Communicable disease burden includes malaria in some islands, though elimination campaigns have reduced transmission substantially in recent years. Tuberculosis is present and requires long treatment courses that are hard to complete in remote settings. COVID-19 arrived later and spread more slowly in Vanuatu than in densely populated countries, partly because island geography provides natural quarantine and partly because border closures were effective. Vaccination coverage, when vaccines became available, was uneven — better in urban areas, harder to achieve in remote islands.

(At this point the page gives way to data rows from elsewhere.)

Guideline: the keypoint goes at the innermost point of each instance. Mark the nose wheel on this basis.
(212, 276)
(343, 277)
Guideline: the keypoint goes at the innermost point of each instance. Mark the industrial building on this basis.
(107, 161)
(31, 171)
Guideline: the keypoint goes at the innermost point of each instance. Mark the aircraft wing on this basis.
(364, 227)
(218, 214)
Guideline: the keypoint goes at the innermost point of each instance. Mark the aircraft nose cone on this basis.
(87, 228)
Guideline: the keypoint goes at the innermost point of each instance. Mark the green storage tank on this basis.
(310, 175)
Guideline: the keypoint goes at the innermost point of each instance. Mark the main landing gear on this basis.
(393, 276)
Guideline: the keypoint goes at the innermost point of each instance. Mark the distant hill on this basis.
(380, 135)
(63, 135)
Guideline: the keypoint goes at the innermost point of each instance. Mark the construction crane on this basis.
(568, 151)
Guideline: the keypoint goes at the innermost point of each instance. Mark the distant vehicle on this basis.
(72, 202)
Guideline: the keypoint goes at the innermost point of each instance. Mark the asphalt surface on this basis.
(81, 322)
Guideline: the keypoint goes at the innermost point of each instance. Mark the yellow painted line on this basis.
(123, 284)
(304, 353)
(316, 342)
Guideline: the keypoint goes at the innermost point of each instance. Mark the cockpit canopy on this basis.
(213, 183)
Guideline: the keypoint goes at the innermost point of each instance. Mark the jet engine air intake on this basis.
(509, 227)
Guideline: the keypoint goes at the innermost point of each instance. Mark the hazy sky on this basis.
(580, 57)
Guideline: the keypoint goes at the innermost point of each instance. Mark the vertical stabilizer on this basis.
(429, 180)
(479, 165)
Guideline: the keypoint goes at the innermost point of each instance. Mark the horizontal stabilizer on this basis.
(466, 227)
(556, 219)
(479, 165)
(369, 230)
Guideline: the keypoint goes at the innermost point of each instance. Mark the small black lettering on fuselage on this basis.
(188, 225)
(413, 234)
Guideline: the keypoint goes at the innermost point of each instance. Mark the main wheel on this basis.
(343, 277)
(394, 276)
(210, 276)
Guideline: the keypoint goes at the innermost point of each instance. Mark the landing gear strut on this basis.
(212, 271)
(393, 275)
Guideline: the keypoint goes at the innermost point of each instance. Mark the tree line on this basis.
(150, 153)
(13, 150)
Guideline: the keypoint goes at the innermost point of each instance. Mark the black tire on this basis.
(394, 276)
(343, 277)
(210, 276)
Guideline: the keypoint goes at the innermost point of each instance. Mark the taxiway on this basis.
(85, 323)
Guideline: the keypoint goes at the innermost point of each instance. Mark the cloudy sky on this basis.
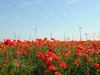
(20, 18)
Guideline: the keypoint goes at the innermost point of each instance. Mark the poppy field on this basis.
(49, 57)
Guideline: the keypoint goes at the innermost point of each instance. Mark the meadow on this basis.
(49, 57)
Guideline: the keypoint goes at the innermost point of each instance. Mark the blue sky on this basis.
(19, 18)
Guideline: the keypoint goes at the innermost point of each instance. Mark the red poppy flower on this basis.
(98, 72)
(16, 63)
(88, 74)
(77, 62)
(51, 68)
(57, 73)
(41, 55)
(67, 52)
(96, 65)
(62, 64)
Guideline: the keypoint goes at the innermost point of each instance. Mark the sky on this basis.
(60, 19)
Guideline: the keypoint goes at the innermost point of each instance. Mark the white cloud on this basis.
(15, 16)
(97, 20)
(75, 1)
(3, 17)
(30, 3)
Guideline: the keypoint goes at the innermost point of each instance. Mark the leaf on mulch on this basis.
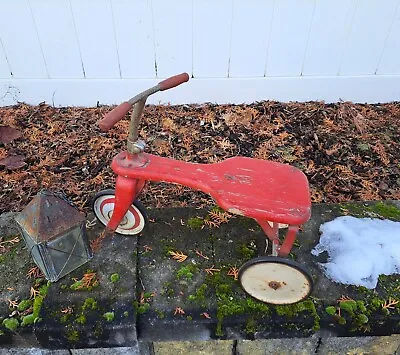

Traditional medicine coexists with formal healthcare in ways that are sometimes complementary and sometimes complicated. Kastom medicine — herbal treatments, ritual healing, massage techniques — is widely trusted and widely used. For many conditions, particularly chronic pain, skin issues, and psychological distress, kastom practitioners offer care that the formal system can't provide due to capacity constraints. Where traditional medicine delays care for acute emergencies — complicated deliveries, severe malaria, appendicitis — it can cost lives.

The government's health policy acknowledges traditional medicine's role while trying to strengthen the formal system enough to provide reliable emergency and curative care. Training traditional practitioners in recognizing when to refer patients to formal facilities is one approach. Community health worker programs that bridge between formal and traditional systems have shown promise in several Pacific countries including Vanuatu.

Donor funding from Australia, New Zealand, WHO, and various bilateral partners supplements Vanuatu's own health budget. This creates dependencies that Vanuatu's health planners are trying to manage by building domestic financing capacity and keeping donor commitments aligned with national health priorities rather than donor agency preferences.